Your sculpture pieces seem to be a welcome change of pace in your work. How did you get into creating these?
A logical progression i wanted to explore, sculpture, i love Rodin and Alberto Giacometti, Frank Auerbach, the first 2 are sculptors in the traditional sense of the work Frank Auerbach is a painter who's work is sculpture, as i love texture and depth its logical that i was going to explore this, my first works were self portraits done back in early 90's, i had a show my first solo show in Birmingham last year and i extended my interest in that show, I' ve just completed a sculptural work for the Forward exhibition in Birmingham a few weeks ago this was about me metamorphosing metal mudguards into a flower, a challenge, i love a challenge.
What is the key to keeping your work and ideas fresh and not getting mentally or physically burnt out by what you do?
I'm always getting burn out but not through lack of ideas, but usually due to lack of opportunity to express myself, i'm always seen as the weird one who's work is not easily defined as graffiti, so i don't fit into the Graffiti/Street art world, i keep my work fresh by challenging the preconceived idea of the art, i do like to shock people with my work.
I keep exploring 43 yrs. has given me a lot of ideas, mental rambling, to try to turn into work, i'm lazy and will go long periods without producing work, but you can only produce so much work without getting a chance to exhibit, and i don't like destroying work, so i limit myself to doing work only that i can store.

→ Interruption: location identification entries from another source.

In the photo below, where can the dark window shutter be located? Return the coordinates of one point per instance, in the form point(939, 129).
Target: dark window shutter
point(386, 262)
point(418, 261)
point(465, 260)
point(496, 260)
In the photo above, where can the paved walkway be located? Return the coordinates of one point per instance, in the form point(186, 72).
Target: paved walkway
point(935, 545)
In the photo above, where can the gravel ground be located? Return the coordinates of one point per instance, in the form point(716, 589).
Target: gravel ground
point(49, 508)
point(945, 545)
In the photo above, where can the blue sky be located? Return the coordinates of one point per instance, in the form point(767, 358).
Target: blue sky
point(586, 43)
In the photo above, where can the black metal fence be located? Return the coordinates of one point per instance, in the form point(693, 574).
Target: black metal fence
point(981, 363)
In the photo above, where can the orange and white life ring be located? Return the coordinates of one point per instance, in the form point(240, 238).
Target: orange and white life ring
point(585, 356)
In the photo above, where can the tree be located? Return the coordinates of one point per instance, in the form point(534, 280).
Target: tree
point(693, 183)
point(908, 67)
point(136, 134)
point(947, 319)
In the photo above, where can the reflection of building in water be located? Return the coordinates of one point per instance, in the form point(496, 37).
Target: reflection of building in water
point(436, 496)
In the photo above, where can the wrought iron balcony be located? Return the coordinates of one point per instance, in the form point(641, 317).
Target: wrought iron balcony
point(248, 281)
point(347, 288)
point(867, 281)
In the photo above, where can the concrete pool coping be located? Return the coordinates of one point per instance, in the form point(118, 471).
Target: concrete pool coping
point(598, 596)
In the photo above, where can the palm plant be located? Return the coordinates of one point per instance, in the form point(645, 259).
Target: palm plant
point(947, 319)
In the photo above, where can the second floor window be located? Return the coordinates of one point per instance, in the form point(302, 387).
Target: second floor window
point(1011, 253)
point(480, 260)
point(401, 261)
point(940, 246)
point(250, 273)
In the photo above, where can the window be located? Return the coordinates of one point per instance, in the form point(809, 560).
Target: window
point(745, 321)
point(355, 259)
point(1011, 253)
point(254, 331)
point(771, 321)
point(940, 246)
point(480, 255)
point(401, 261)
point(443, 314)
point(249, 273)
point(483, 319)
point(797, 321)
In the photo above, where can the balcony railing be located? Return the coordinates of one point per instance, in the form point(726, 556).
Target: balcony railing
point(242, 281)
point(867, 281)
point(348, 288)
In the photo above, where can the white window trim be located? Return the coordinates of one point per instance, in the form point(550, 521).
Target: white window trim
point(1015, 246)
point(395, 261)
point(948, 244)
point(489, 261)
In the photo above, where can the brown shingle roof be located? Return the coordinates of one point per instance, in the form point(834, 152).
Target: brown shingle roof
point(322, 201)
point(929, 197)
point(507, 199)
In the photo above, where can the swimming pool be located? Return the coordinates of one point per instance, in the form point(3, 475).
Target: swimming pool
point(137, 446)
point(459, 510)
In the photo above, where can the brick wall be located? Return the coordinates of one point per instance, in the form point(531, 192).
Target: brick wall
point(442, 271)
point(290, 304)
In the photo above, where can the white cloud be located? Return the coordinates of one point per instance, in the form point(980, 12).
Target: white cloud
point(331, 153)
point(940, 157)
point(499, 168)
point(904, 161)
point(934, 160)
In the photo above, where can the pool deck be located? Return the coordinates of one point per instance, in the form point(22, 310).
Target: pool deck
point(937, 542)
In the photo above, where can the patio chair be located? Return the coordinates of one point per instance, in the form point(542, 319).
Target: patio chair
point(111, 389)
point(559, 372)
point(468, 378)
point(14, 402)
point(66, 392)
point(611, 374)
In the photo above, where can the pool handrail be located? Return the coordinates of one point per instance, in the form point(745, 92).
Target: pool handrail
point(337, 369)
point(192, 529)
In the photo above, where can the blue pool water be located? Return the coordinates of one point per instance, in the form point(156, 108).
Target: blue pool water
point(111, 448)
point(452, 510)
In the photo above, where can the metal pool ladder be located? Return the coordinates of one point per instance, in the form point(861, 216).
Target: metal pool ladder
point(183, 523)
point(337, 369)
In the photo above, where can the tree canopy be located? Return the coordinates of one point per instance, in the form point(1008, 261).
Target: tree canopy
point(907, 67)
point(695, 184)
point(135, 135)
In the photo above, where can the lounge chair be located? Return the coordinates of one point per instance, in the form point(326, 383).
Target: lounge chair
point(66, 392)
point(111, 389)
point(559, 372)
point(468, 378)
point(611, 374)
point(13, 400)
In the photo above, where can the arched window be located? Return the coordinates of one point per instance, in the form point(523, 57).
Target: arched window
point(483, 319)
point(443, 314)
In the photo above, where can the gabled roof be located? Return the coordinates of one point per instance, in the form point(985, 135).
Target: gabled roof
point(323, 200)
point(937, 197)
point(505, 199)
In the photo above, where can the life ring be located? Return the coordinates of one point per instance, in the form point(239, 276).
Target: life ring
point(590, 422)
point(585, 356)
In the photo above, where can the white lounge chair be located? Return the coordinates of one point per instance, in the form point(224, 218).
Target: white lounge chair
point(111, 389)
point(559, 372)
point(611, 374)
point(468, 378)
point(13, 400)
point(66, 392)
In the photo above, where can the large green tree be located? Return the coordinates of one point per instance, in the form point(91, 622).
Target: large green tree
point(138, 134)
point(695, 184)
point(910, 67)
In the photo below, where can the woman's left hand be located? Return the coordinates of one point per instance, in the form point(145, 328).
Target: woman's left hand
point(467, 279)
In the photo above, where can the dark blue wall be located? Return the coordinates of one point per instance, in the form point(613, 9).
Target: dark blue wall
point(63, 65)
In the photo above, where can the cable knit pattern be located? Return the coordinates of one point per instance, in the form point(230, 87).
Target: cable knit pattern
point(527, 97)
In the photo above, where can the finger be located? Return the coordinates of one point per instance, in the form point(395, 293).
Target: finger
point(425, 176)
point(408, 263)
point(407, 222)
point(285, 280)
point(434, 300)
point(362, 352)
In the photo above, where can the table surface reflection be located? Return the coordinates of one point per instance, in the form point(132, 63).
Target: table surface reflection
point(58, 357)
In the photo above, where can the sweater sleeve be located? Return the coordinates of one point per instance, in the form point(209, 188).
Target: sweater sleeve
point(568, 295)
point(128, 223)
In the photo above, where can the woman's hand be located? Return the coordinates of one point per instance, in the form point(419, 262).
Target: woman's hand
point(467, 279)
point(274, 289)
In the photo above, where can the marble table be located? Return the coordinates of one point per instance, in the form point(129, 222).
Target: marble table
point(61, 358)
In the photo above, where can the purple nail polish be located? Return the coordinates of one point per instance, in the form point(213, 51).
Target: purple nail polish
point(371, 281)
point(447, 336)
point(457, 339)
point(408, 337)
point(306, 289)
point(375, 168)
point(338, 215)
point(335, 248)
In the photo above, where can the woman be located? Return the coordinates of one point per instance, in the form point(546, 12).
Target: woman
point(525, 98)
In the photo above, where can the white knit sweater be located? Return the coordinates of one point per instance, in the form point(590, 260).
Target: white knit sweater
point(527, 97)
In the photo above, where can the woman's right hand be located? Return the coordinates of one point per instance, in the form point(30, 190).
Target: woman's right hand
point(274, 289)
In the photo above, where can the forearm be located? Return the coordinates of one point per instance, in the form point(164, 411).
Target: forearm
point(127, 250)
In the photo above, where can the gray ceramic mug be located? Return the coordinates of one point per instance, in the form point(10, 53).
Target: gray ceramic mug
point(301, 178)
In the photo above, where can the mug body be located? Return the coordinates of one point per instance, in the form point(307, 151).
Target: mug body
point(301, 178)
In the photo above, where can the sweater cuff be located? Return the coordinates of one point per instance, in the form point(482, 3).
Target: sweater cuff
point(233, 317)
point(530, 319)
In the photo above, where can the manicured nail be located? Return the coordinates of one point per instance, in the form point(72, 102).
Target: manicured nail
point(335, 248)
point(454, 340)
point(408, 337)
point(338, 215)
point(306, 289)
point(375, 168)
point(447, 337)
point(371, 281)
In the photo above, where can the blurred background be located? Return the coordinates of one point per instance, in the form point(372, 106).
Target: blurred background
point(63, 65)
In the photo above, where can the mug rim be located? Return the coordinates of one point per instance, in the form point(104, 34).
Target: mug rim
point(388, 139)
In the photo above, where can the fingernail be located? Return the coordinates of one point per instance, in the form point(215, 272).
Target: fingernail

Finally, whats next for you? In terms of any new projects you have or any aspirations you have in life that you would still like to work toward and achieve. Is there anyone you'd like to give a shout out to?
As part of the Agents of Change we've just completed the Ghost village project, and are looking for our next project location.
on a solo tip i'm preparing to complete 2 new collections of Glass work then its the slog to find somewhere to exhibit. Aspirations only 1 that humans realize that the world does not belong to us, and were far from even being the caretaker of the world and that the human race grows up. Ps Cars are evil.